California has to put this on all water heaters ! sorry to paranoy anyone. I try to use spring water for all brews, but definatly not hot water. I use cold tap water to start off.


WARNING: This product contains a chemical known to the State of California to cause cancer, birth defects, or other
reproductive harm.
This appliance can cause low-level exposure to some of the substances included in the Act.
 
So, you use to spend 2-3 hours cleaning your HLT, MLT and Kettle BEFORE you started brewing? Sometimes I might clean my kettle the next day, but most of my stuff is cleaned and stored before the boil is over. If you clean after use, there's no reason to do it again before starting your next brewday.

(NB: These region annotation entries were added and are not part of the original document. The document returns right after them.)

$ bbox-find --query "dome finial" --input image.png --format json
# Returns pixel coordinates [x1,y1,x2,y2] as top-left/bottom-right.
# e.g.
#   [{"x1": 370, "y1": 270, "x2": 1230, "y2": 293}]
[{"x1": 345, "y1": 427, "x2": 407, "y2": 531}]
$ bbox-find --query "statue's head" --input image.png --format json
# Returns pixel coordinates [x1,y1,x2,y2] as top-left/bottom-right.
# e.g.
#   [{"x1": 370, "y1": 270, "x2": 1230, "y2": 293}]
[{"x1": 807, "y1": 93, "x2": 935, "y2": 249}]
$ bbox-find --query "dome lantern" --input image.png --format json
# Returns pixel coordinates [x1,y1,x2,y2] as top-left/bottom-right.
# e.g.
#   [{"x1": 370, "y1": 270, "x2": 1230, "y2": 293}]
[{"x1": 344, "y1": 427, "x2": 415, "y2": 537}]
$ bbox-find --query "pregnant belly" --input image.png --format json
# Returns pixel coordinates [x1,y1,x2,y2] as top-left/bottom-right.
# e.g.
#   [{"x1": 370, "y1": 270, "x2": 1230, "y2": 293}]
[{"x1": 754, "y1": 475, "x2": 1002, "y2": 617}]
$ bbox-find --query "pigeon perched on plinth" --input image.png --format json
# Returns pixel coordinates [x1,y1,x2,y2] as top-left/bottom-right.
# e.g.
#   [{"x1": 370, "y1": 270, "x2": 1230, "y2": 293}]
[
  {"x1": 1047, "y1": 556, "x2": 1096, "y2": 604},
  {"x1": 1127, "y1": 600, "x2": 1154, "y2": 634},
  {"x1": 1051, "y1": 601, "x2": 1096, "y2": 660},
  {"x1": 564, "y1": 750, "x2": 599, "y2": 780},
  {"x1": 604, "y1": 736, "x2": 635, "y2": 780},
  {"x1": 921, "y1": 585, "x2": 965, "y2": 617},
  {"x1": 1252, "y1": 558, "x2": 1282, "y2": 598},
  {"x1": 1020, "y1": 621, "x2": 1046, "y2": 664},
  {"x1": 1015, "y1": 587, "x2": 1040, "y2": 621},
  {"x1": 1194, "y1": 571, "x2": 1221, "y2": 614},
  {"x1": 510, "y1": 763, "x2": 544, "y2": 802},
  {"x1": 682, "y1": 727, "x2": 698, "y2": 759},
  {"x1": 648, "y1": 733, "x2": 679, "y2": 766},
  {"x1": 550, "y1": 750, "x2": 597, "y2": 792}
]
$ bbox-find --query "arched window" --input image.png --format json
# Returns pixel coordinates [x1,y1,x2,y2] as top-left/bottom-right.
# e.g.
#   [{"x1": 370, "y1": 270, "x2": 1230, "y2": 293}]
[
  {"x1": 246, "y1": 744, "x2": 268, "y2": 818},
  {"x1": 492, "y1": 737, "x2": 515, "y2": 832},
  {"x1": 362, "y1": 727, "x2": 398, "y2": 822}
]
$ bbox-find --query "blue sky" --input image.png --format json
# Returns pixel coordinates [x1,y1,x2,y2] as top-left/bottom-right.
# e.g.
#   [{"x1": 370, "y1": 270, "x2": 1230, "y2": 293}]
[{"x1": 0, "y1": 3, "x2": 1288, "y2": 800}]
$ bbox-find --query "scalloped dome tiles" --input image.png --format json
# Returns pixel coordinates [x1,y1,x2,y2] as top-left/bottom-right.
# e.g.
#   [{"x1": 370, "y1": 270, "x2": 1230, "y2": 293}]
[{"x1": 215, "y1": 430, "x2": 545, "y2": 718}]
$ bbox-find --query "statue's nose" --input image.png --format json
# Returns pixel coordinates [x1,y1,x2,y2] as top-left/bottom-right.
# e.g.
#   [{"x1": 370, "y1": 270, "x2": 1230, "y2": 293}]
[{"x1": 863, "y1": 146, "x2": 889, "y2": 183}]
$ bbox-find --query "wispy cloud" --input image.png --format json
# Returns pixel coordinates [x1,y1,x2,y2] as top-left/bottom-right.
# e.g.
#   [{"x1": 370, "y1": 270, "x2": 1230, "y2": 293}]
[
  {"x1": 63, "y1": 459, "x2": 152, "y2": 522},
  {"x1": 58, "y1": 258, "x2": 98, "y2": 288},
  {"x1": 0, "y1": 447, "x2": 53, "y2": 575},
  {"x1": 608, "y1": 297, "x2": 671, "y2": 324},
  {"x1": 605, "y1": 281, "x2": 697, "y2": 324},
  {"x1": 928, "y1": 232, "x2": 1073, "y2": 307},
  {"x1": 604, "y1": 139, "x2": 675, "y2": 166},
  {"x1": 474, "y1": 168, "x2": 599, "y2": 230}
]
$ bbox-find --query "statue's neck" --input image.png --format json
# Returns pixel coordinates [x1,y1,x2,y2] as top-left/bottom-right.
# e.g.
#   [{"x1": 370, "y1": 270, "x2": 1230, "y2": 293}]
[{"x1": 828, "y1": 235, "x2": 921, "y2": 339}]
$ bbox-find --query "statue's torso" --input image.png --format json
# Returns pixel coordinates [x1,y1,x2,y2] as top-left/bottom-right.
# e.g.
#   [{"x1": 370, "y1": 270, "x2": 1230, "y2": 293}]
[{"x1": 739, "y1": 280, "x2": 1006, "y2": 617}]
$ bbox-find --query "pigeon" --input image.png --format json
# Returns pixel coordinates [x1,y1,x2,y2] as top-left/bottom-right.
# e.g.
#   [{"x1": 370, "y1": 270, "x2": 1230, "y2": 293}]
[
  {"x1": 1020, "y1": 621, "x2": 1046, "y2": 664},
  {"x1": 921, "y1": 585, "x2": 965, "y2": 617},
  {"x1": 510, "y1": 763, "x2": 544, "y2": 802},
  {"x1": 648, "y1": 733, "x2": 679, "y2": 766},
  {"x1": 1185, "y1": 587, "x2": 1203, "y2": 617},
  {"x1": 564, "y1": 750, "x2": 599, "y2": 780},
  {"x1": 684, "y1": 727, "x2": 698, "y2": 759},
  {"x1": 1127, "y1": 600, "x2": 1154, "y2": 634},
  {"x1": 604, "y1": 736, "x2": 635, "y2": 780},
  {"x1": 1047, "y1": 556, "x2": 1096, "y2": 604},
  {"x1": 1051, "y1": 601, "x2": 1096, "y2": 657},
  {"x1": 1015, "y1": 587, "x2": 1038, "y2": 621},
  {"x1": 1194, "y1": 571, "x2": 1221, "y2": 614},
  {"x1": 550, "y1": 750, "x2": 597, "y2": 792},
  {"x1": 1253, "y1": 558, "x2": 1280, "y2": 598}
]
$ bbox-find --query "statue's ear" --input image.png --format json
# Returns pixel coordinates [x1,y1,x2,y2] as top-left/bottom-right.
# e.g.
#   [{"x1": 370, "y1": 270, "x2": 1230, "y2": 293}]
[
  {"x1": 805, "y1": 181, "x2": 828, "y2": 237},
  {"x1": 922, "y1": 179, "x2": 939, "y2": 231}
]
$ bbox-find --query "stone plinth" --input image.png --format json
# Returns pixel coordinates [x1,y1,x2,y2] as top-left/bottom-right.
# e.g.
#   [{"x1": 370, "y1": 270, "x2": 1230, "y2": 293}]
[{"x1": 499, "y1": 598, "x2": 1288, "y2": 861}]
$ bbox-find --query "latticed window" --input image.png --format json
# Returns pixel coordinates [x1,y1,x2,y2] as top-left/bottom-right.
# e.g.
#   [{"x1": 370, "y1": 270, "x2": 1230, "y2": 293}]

No. Don't spend that much time but I do re clean it the night before I leave the lids off and valves open so it can dry really good. I brew every 3-4 weeks and I have a dusty house. But it takes maybe 20-25 mins to clean them the night before. I was saying it used to take me 8-9 hours before clean as I go.
 
I do a 30 minute mash. That saves me 30 to 60 minutes. A fine crush will get you conversion in waay less than 90 minutes.
 
Kal e brewery clone. During mash, heating strike and sparring, you can be mostly absent. Allows for other things.
 
California has to put this on all water heaters ! sorry to paranoy anyone. I try to use spring water for all brews, but definatly not hot water. I use cold tap water to start off.


WARNING: This product contains a chemical known to the State of California to cause cancer, birth defects, or other
reproductive harm.
This appliance can cause low-level exposure to some of the substances included in the Act.


This makes me laugh, I see this on everything. I use to think well since I dont live in California I guess I am okay, hahaha, but now I live in California. I am screwed.

I use cold tap water right now. I was using "filtered" water from a machine at the store but cant tell a difference in taste with the tap water so I just use that now.